Even when there are bus services or other transportation options, managing the family schedule can still feel like a part-time job. Fortunately, there are some things you can do to keep the schedules straight and ensure everyone gets to where they need to be on time.
Set a Limit on How Many Activities the Kids Do
It’s OK to set a limit on how many activities your kids do every year. Figure out what makes the most sense for your family. You might decide each child can do one activity per season. Or maybe you decide one sport and one club is doable for everyone. Having kids involved in multiple activities at once may just be too hectic and too expensive. And setting limits can help them appreciate the activities that they do engage in even more.
Hold a Weekly Family Meeting
While one child may have practice directly after school every day like clockwork, another child’s activities may change depending on the day. So it’s important to hold a family meeting at least once a week and collect all the information you need for the family schedule. Of course, some coaches and organizers are better than others when it comes to announcing schedules. And last-minute changes may be inevitable due to weather or other unforeseen circumstances. But do your best to plan each week ahead of time. And get the kids involved in developing the plan.
Make Older Kids Take Responsibility
Older kids should take responsibility for telling you their schedules, transportation needs, and any changes in their schedules. You might even set a rule that says, “If you need a ride somewhere, I need three days advance notice,” as a way to encourage them to tell you what’s going on. If you have an online calendar, you can make them responsible for inputting the days and times that they have activities.
Maintain One Family Schedule
Some coaches or group leaders may email you schedules or send memos home from school. Others may post things on social media. All these different forms of communication can make things a mess. You might find yourself using the calendar on your phone one minute and turning to the one hanging on your fridge the next. But not tracking everything in one place is a recipe for chaos. And you don’t want to waste mental energy trying to remember appointments, practices, or activities. Create one family calendar—either a paper one or an electronic one—and stick to it.
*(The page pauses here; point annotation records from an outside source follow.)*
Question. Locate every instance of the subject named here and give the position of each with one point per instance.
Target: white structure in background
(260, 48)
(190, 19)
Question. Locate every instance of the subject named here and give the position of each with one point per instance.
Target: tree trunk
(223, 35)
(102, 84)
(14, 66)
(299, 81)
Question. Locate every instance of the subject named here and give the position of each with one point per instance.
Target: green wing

Get the Kids Involved in Packing Their Gear
Have each child create their own checklist of items they need to bring to practices, games, or rehearsals. And each evening, have them pack their own bag. Younger kids will need some assistance in ensuring they remember everything. But the older they are, the more responsible they can be for remembering and packing their own stuff. Use forgotten items as learning opportunities. Problem-solve how they can remember to be responsible for the items they need for their afterschool activities, and create a plan that helps them become more independent.
Establish a Transportation Plan
Once you have the schedule in place, figure out the plan for transportation. You may need to do a little problem-solving since there’s a good chance of some scheduling conflicts. Can you drop one child off a few minutes early if you have to? Can another child carpool with someone else? Can another family member or parent help sometimes? Make sure your kids know who is going to be driving them. And establish some safety rules about who they’re allowed to ride with. Make sure they’re aware of the transportation plan.
Cheer Everyone On
You might decide to set a rule that says everyone supports each other in one way or another. This could mean everyone attends a sibling’s soccer game or everyone goes to the dance recital. Supporting each other’s activities can be important. Not only does it expose each child to other sports and activities, but it’s a great way to be a good sibling. Even if a sibling spends more time on the bench than the field, watching the game can be a great way to show kindness.
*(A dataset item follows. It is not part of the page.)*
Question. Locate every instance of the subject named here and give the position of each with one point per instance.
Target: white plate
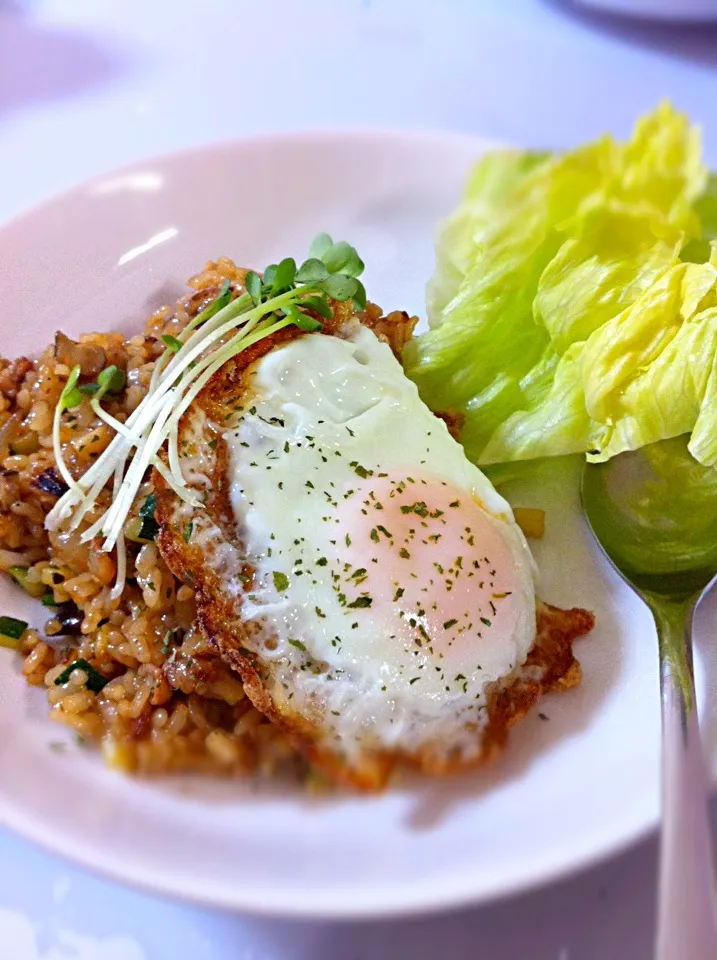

Accept That Some Activities May Get Missed
There will be times when you have to miss watching games. Or there may be other days when one child can’t make it to practice because you can’t physically get them there. You might have weeks when you need to use a “divide and conquer” approach where you attend one activity and your partner attends another. This is OK. Use these situations as opportunities to teach life lessons. You may help your child learn to deal with sadness and disappointment. Or you could use it as a chance to talk about fairness. Work on your own emotions around these things too. You might feel guilty that you can’t let your kids do more. Or you may feel bad that you can’t attend every game. But missing some activities doesn’t make you a bad parent. Remind yourself that you’re doing your best to support your kids’ activities and you can’t be everywhere at once. The kids won’t be scarred for life if you aren’t in the stands sometimes. So remind yourself that it’s OK to miss some activities. It’s an opportunity to teach them how to manage their emotions in a healthy way.
A Word From Verywell
Being the activities coordinator, director, and chauffeur will likely feel like a full-time job at times. Staying organized and getting the kids involved in helping you manage the schedule will be key to making things run as smoothly as possible.